Praca dyplomowa kosztuje, to nie ulega wątpliwości. Opłata za dyplom, oprawa, bindowanie, zdjęcia-wszystkie te elementy potwierdzają, jedynie tezę, że publiczne studia w Polsce nie są do końca bezpłatne. Jednak najcenniejszy wydaje się być czas poświęcony tworzeniu pracy dyplomowej, gdy wokół czeka tyle pokus. Student i temu potrafi zaradzić.
Stworzenie własnej pracy dyplomowej wymaga niestety wysiłku, wkładu pracy, wyszukiwania informacji, umiejętności wnioskowania…bywa, że i to za dużo dla przyszłości polskiej inteligencji. Wychowany na przysłowiu „Polak potrafi”, dysponujący wieloma kontaktami student wykłada gotówkę i odkupuje pracę od starszego kolegi, najlepiej z innej uczelni. Wnosi ewentualnie poprawki i tytuł licencjata, magistra ma w kieszeni. Jest to jednak ryzykowny scenariusz. Środowisko wyższych uczelni jest dość zamknięte, a co jeśli oskarżą o plagiat, pozbawią tytułu, a w najgorszym wypadku grożą 3 lata więzienia. I na to jest sposób.

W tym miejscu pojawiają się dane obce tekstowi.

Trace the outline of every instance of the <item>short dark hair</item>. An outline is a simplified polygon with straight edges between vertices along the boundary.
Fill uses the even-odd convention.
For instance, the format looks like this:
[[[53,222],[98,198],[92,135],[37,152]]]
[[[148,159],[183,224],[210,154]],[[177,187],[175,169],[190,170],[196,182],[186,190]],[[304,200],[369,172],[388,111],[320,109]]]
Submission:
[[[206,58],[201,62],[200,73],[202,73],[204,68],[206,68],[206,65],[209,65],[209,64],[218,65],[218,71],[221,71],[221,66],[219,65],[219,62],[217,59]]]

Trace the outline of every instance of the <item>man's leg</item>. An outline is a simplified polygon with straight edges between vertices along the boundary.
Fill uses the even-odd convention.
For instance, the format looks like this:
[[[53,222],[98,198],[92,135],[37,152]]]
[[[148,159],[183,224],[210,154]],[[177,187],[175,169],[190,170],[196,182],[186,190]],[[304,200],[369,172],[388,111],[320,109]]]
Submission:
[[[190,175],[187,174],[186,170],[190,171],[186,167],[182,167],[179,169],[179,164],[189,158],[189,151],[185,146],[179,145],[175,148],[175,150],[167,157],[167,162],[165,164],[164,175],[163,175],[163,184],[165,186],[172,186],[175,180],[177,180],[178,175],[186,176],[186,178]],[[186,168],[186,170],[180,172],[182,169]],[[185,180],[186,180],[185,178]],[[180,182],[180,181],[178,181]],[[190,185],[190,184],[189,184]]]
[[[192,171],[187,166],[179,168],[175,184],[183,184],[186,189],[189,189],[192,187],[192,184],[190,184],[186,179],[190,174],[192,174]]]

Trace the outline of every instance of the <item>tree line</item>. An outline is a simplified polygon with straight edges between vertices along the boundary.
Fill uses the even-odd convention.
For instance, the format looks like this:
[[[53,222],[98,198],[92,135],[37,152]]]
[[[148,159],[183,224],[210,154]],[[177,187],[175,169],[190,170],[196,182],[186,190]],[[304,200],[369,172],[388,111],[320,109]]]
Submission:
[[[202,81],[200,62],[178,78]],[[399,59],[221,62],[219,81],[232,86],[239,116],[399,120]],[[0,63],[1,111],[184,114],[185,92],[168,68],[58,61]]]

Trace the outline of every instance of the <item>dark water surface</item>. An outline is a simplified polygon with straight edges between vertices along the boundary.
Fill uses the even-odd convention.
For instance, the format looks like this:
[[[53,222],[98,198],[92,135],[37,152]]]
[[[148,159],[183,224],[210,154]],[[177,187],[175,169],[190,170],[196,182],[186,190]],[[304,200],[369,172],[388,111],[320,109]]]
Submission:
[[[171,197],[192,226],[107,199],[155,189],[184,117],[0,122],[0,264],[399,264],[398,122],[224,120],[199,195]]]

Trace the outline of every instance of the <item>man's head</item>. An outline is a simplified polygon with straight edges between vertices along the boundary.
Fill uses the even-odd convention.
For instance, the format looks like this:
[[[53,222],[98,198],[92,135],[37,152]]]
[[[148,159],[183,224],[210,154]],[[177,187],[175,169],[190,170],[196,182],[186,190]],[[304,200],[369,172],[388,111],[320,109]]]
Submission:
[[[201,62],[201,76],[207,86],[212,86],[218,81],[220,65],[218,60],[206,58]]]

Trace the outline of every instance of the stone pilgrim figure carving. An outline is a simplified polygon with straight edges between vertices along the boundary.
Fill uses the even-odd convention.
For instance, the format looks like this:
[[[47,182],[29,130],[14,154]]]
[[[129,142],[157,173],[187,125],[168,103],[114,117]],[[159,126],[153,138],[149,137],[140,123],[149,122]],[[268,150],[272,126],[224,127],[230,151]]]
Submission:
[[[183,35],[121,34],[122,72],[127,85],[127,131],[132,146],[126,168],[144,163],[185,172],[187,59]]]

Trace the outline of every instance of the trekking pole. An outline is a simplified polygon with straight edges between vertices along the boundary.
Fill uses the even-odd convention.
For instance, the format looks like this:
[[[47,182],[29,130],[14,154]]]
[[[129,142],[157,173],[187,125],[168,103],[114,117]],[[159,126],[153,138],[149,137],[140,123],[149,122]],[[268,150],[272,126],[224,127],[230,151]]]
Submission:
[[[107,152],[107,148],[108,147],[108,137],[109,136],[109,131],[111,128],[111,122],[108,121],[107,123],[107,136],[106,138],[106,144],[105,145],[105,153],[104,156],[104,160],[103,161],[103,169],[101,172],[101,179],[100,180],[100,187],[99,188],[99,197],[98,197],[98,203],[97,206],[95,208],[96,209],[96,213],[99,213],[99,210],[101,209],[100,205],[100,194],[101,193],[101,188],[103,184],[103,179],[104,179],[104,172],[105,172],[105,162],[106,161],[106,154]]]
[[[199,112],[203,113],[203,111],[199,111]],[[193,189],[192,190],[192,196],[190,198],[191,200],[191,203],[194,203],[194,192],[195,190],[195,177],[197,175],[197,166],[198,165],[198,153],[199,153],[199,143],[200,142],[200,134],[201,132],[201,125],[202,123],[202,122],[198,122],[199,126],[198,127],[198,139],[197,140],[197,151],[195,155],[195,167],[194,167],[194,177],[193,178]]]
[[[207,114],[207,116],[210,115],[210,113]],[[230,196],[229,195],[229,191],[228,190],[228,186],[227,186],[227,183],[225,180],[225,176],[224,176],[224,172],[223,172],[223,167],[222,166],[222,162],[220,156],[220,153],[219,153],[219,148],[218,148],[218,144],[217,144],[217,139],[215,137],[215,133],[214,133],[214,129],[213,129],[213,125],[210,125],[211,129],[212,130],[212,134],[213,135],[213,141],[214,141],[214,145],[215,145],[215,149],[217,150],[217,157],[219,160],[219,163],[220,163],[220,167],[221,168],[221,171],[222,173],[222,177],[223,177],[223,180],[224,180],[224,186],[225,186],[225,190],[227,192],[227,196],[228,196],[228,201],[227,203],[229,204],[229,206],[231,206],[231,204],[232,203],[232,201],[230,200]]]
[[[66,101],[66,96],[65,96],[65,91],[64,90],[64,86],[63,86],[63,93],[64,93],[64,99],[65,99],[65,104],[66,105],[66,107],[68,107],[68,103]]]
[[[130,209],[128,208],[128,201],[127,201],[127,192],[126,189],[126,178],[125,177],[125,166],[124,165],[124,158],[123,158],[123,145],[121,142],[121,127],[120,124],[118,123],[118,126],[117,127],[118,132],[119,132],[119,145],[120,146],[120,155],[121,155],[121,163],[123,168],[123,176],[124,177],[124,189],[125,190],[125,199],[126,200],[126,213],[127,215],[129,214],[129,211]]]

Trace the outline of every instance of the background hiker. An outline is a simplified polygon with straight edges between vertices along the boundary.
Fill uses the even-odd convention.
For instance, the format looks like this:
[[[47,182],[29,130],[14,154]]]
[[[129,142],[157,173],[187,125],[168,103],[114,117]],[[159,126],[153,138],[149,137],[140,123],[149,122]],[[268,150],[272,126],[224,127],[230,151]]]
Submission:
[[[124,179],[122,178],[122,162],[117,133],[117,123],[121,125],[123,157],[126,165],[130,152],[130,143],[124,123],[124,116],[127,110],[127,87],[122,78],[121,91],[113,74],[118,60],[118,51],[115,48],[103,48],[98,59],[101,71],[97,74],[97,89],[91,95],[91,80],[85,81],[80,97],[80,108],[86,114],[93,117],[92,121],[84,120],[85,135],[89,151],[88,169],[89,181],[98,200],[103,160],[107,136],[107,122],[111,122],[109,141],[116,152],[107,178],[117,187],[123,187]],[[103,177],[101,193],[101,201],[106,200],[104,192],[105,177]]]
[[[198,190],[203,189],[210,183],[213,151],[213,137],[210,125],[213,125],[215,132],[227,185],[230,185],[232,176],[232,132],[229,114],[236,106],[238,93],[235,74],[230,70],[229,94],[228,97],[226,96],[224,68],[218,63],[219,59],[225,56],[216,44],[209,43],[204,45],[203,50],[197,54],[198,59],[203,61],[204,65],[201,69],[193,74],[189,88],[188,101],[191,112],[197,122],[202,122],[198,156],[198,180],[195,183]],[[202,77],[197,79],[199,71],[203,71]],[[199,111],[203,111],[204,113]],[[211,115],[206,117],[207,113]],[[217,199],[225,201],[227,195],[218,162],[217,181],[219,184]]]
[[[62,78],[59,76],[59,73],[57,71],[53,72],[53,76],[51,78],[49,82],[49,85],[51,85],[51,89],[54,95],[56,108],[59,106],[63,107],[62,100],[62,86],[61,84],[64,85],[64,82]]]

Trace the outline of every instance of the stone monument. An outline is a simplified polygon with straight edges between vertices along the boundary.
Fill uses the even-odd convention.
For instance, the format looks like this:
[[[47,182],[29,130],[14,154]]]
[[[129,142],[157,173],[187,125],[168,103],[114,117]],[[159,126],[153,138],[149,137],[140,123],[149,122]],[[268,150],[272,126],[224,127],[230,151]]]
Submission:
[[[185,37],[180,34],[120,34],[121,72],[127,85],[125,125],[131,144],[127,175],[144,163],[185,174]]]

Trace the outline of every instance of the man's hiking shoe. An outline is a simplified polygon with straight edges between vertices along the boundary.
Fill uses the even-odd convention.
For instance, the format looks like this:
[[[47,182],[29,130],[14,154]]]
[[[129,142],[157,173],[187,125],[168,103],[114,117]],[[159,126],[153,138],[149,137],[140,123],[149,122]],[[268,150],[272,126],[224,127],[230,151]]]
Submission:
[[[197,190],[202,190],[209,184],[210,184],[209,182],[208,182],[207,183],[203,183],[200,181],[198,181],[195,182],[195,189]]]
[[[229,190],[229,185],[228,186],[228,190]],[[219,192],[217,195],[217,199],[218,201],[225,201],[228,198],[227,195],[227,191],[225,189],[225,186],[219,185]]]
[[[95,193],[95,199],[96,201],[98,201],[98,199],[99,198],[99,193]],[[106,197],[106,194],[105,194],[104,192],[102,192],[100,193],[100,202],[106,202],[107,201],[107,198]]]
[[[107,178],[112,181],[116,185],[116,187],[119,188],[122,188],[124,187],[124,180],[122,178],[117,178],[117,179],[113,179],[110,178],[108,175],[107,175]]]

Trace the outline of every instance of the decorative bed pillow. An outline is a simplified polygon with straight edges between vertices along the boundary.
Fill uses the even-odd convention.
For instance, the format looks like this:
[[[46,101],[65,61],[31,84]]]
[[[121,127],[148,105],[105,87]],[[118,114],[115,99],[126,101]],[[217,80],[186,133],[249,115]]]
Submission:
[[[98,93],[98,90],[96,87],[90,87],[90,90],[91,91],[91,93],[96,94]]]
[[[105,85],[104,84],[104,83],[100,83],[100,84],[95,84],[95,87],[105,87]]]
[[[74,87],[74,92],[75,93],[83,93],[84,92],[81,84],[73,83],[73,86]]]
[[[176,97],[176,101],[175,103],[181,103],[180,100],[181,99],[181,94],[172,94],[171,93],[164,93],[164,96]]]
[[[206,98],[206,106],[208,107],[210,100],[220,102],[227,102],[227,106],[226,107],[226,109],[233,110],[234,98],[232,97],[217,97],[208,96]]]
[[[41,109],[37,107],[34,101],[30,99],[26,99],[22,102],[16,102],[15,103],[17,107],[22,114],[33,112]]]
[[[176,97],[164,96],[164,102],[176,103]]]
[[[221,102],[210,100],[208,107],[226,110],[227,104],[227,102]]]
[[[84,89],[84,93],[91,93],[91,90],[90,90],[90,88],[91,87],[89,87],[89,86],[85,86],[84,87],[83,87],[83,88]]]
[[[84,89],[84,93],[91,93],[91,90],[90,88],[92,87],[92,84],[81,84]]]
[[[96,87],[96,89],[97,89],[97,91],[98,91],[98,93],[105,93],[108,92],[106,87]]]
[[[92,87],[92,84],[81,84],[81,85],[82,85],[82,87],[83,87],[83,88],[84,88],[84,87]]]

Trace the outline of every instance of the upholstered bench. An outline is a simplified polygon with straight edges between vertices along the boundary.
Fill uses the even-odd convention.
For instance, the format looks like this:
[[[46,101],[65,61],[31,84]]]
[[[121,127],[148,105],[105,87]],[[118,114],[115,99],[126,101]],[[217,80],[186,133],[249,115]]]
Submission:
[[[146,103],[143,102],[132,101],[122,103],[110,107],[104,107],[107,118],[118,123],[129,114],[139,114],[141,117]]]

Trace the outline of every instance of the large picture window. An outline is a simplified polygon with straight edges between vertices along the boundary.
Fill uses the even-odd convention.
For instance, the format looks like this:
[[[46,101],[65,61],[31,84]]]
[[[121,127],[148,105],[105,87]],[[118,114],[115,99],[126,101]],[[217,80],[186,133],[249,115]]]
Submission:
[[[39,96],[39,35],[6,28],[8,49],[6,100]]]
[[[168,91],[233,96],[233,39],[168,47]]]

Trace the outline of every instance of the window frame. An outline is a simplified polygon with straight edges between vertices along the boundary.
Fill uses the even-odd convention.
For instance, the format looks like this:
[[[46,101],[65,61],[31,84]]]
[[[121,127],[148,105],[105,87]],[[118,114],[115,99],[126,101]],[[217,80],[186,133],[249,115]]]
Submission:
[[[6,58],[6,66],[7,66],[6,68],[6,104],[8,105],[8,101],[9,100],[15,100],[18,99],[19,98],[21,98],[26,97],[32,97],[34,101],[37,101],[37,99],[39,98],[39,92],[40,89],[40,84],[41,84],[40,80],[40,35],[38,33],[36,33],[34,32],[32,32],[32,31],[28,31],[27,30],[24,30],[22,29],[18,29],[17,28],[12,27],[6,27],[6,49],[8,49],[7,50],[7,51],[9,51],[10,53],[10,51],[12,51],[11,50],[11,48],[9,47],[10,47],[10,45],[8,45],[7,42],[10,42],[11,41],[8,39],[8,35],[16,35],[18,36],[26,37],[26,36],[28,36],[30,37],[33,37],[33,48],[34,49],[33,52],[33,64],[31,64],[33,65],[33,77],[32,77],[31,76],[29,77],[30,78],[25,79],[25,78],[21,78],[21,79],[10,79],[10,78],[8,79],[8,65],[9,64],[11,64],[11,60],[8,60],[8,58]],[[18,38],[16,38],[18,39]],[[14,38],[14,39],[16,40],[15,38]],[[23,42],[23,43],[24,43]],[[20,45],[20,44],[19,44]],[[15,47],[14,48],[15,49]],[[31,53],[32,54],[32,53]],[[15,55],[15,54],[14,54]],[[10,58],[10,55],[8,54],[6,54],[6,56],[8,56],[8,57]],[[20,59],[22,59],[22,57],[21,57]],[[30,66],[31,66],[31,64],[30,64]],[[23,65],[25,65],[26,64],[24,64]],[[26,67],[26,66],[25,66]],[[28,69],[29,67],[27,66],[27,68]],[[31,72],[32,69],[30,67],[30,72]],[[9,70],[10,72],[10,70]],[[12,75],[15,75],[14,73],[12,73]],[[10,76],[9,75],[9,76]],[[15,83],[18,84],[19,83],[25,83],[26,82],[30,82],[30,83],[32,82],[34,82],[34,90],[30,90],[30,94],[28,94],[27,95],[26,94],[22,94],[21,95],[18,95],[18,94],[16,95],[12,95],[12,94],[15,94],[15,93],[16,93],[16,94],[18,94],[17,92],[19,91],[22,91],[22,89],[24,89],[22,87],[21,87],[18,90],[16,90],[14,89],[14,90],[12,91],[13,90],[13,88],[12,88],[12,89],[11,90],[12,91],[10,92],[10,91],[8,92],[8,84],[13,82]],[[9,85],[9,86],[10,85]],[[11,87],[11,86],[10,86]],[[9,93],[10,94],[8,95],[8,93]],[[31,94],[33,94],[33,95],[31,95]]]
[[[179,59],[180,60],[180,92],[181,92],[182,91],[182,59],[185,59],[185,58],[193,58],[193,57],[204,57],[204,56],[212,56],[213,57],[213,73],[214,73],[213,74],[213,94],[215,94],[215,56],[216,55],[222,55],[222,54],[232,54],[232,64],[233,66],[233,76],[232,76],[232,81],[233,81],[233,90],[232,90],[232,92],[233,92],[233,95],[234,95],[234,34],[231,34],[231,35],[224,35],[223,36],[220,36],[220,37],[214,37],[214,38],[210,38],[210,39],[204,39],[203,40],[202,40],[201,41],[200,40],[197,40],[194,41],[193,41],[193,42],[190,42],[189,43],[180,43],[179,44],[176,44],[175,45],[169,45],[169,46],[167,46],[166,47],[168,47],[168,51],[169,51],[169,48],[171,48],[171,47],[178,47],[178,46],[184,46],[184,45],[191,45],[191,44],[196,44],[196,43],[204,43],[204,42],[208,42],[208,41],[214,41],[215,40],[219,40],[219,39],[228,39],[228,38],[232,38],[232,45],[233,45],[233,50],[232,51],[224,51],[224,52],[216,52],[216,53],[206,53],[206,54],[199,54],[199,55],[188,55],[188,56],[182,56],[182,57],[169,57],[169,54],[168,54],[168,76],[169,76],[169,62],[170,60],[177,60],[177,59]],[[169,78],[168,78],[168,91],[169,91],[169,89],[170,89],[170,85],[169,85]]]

Wystarczy skorzystać z popularnej wyszukiwarki, by znaleźć osoby, a nawet coraz częściej firmy działające legalnie (!), które oferują leniwemu studentowi napisanie pracy dyplomowej. Opcjonalnie można również skorzystać z ogłoszeń w gazecie lokalnej, serwisu aukcyjnego bądź poczty pantoflowej. Jedna z firm oferujących pisanie prac znajduje się we Wrocławiu. Ich cennik zależy od długości pracy oraz dostępności do bibliografii. Każdego klienta traktują indywidualnie, na jego życzenie wystawiają fakturę, wtedy do podstawy ceny (600-2000 zł) doliczany jest podatek VAT.
Ministerstwo Edukacji Narodowej i Sportu umywa ręce, nie zna skali problemu, wszak studenci z reguły nie donoszą na siebie. Uczelnie z kolei są bezradne, jeśli student jest dobrze przygotowany nie są w stanie niczego udowodnić. Jednak coraz częściej zdarza się, że pisanie pracy zastępują egzaminem dyplomowym.
Takie sytuacje będą coraz częstsze w dobie, gdy studiowanie stało się powszechne, a rynek uczelni powiększył się o uczelnie niepubliczne. Student też człowiek obierze łatwiejszą drogę. Może powinniśmy zapytać ile tak naprawdę warty jest magister?